Coin C is pushed by the second pushing section 174 and the diameter section of the coin C passes through the area between guide roller 124 and regulating roller 124. The regulating roller 126 is moved by the force of the guide roller 124 against a counter spring force, and is stopped at a predetermined position. As a result, the coin C which passes between guiding roller 124 and regulating roller 126 can't go back to the side of rotating disk 116, and the coin C is guided by coin guiding unit 108.

Next, a second embodiment is explained by referring to FIGS. 5(A), 5(B), and 5(C). In this embodiment, there isn't a second pushing section as compared with the first embodiment. In other words, there is only a first pushing section. In this embodiment, the diameter of pushing roller 146 can be increased to a larger size. Accordingly, there is a greater durability of the pushing roller 146. In other words, roller ring 180 of the second embodiment has contact with line 176, through hole 130 and the peripheral of rotating disk 116. Therefore the roller ring 180 can be made larger. The roller ring 180 can be further supported by either a ball-bearing or a needle bearing.

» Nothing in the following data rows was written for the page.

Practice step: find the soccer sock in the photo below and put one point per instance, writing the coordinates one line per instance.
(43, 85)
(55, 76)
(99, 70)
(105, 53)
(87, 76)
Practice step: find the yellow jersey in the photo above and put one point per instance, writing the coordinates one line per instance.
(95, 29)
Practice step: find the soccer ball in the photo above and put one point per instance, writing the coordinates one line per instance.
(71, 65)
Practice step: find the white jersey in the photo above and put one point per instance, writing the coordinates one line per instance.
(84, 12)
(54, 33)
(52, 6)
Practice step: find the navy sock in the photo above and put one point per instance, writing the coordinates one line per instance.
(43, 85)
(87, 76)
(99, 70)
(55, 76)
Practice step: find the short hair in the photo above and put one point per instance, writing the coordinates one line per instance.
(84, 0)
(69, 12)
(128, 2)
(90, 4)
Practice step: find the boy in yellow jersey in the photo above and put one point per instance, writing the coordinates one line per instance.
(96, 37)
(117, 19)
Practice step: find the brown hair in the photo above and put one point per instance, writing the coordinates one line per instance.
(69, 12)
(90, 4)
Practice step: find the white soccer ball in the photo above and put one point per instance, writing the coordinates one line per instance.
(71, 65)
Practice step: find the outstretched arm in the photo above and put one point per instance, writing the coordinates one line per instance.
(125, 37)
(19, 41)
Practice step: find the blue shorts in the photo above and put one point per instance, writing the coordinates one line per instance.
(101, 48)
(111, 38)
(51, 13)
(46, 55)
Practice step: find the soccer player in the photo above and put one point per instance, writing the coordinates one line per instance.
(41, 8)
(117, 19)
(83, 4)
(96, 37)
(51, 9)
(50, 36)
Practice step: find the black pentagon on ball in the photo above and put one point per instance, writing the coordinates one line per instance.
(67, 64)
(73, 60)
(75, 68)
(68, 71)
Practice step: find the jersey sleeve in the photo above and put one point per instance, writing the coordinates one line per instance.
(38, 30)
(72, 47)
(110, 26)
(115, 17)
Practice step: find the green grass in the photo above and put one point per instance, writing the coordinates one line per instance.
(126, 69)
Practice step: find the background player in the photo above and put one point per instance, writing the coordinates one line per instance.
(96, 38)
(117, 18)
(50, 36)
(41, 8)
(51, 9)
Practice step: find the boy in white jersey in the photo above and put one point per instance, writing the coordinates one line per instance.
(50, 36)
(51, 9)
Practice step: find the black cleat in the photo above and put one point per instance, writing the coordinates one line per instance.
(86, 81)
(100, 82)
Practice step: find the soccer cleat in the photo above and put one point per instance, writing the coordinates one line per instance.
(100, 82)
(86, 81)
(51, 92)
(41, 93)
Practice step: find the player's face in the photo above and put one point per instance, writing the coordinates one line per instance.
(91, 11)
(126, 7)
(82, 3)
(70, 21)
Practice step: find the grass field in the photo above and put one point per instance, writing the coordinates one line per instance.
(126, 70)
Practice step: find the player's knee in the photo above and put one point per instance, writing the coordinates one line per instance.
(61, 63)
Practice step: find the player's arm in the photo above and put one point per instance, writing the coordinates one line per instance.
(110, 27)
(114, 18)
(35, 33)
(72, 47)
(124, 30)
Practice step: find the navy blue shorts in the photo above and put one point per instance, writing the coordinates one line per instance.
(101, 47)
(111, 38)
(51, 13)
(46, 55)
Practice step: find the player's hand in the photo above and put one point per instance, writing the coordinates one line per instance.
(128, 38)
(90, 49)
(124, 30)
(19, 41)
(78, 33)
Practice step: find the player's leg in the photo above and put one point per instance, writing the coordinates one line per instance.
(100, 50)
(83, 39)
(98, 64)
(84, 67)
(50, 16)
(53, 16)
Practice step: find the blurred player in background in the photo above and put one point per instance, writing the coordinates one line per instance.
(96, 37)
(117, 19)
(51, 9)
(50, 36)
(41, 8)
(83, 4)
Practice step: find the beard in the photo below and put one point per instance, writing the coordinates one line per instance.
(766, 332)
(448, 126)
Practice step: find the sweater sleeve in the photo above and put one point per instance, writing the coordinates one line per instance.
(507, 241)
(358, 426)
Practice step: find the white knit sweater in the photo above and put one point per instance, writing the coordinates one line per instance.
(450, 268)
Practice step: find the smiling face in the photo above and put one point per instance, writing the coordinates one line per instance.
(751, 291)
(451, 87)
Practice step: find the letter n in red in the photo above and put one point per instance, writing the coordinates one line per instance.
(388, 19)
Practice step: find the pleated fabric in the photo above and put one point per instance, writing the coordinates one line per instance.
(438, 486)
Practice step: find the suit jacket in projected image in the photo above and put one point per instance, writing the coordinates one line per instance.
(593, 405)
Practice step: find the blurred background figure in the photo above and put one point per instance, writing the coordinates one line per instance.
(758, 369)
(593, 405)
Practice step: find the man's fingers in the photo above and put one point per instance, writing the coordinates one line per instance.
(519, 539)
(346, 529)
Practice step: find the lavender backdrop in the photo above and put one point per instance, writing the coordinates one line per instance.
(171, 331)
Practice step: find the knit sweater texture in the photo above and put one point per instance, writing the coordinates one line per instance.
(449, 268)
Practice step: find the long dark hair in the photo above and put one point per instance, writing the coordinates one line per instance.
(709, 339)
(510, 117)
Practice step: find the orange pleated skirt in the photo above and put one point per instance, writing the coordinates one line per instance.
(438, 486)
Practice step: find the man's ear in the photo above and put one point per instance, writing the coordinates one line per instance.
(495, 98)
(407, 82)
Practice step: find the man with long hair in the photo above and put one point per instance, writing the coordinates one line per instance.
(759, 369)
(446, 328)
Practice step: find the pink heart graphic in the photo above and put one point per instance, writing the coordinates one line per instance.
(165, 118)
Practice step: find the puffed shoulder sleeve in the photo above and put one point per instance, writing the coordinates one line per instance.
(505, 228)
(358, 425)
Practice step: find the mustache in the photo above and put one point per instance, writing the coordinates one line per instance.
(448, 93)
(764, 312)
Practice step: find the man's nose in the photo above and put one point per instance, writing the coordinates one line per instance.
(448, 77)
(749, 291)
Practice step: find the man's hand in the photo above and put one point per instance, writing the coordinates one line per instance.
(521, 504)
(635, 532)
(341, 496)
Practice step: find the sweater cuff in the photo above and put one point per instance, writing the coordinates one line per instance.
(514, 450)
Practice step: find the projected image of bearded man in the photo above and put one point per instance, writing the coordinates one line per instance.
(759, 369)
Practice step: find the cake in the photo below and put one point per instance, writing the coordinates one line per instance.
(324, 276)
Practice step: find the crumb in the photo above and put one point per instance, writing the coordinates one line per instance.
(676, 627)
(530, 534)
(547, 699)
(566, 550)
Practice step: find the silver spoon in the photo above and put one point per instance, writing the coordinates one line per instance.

This present invention can also be used in a coin hopper without a guiding unit 108.

Those skilled in the art will appreciate that various adaptations and modifications of the just-described preferred embodiment can be configured without departing from the scope and spirit of the invention. Therefore, it is to be understood that, within the scope of the amended claims, the invention may be practiced other than as specifically described herein.